Tabular vs Multiplicative Hashing

The pigeon hole principle states that when you try to fit in n pigeons in m holes where m < n, a few of the holes will have more than one pigeon. Hashing is a technique of mapping a large dictionary to a small sized hash table. Collision is inevitable in this case. Collision can be prevented using Linear Probing or Open Addressing.

Chaining: In this we simply maintain a linked list and store the elements in it. In the worst case, the entire linked list requires walking through to find the key, this causes O(n) complexity as all the nodes could be attached to this one linked list. This is however acceptable when the number of collisions are far and few.

Linear Probing: You check the original location through hashing, if the key is not present at this location you linearly look through the next locations. The lookup can in the worst case take O(m) where m is the size of the lookup table. Theoretically, the ith position tried after the initial one is k+i. An obvious solution is to try the k + ai th position where a is coprime to the &length of the table. The major problem that appears with linear search is that if two sequences originating from k1 and k2 come together so that: k1 + ai = k2 + aj then all subsequent entries in one appear in the search of the other. Once the table starts filling up, the sequences tend to join with other clusters. This makes search much longer than expected.

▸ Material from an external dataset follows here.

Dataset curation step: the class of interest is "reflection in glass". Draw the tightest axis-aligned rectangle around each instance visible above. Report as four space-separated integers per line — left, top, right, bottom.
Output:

Quadratic Probing: avoids clustering by defining the ith location as follows: k + ai + bi^2 The next position in a sequence now depends on the length of the sequence, so random collisions of two sequences do no coincide or combine.

In practise linear probing is observed to perform better than quadratic probing, as linear probing improves CPU cache hits ratio! (the array is sequentially cached in the CPU lines, so accessing the next location involves looking at cached data).

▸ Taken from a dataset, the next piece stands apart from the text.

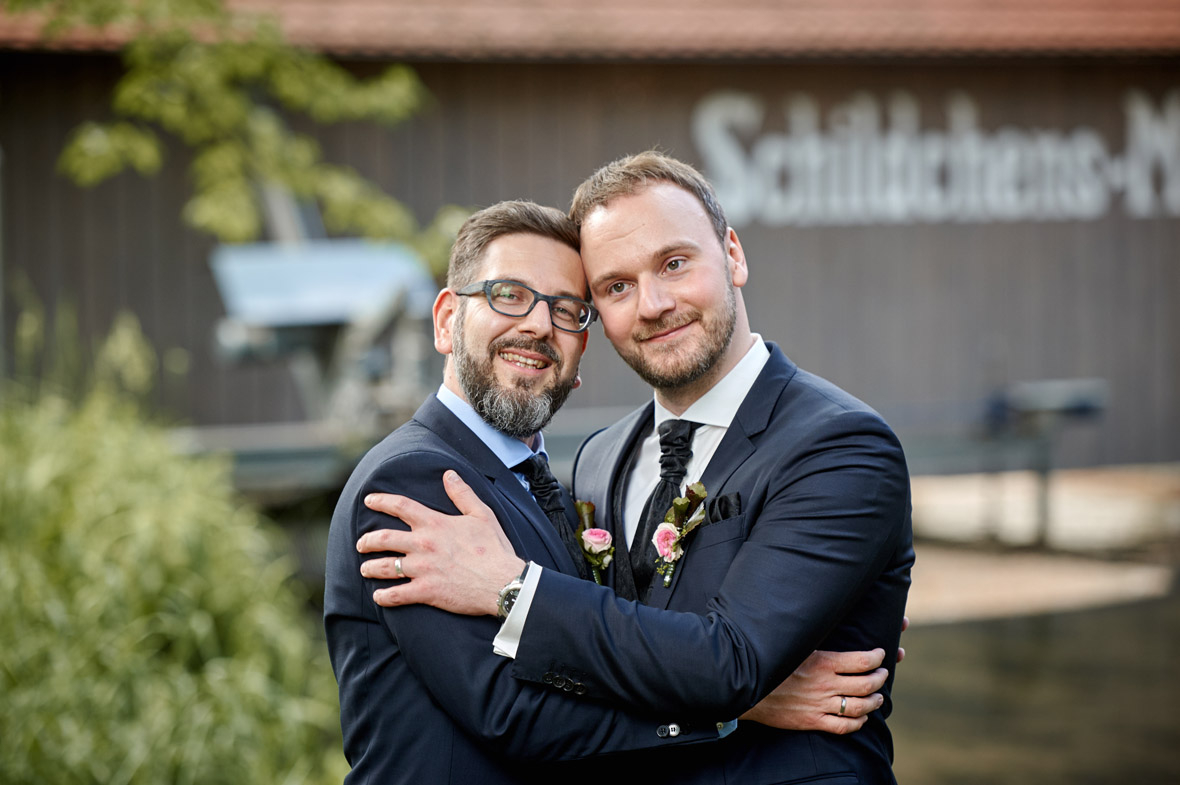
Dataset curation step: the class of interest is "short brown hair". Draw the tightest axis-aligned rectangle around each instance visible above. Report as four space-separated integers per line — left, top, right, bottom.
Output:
570 150 729 248
446 201 581 290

(https://opendatastructures.org/newhtml/ods/latex/hashing.html#tex2htm-68)

Tabulative hashing: When hashing produces values that are uniformly random, collisions can be prevented on hot keys. One way to achieving this is to store a giant array tab of length 2^w, where each entry is a random w-bit integer, independent of all other entries. Unfortunately 2^w is a prohibitive size, instead we look at a table size of 2^(w/r); we look at each integer as having a size of w/r. Thus we split the w bit integer into multiple integers of w/r size and combine their value by oring them.

The hash function can be implemented as follows when w is 32, r is 4 and w/r is 8: hash(x) = (hashCode(x) » 8 & 0xff ^ hashCode(x) » 8 & 0xff ^ hashCode(x) » 16 & 0xff ^ hashCode(x) » 24 & 0xff) » (w-w/r)

One can verify that the value generated is uniformly spread over [0, …, 2^(w-w/r)]. Similarly, the hash values generated are independent of each other. hashCode() can be MD5, SHA1 etc.

Multiplicative hashing: Multiplicative hashing is an efficient method to generate hash values based on modular arithmetic and integer division. It uses the div operation that calculates the integral part of a quotient while discarding the remainder.

In multiplicative hashing, we use a hash table of size 2^d for some integer d (called the dimension). The formula for hashing an integer x belongs to [0, 2^w -1] is hash(x) = ((z . x) mod 2^w)/(2^(w-d))

Here z is a randomly chosen odd integer in the set [0, 2^w -1] w is the number of bits in an integer. Dividing by (2^(w-d)) is equivalent to dropping the rightmost w-d bits. Thus the code can be reduced to: hash(x) = hashcode(z * x) » (w-d) hashCode could be MD5 or SHA1 or some function of the sort. Multiplicative hashing does a good job of avoiding collisions.

It has been observed that multiplicative hashing works better than tabulative hashing as slicing the hash values into bits is a slower order of job than simply dropping out bits.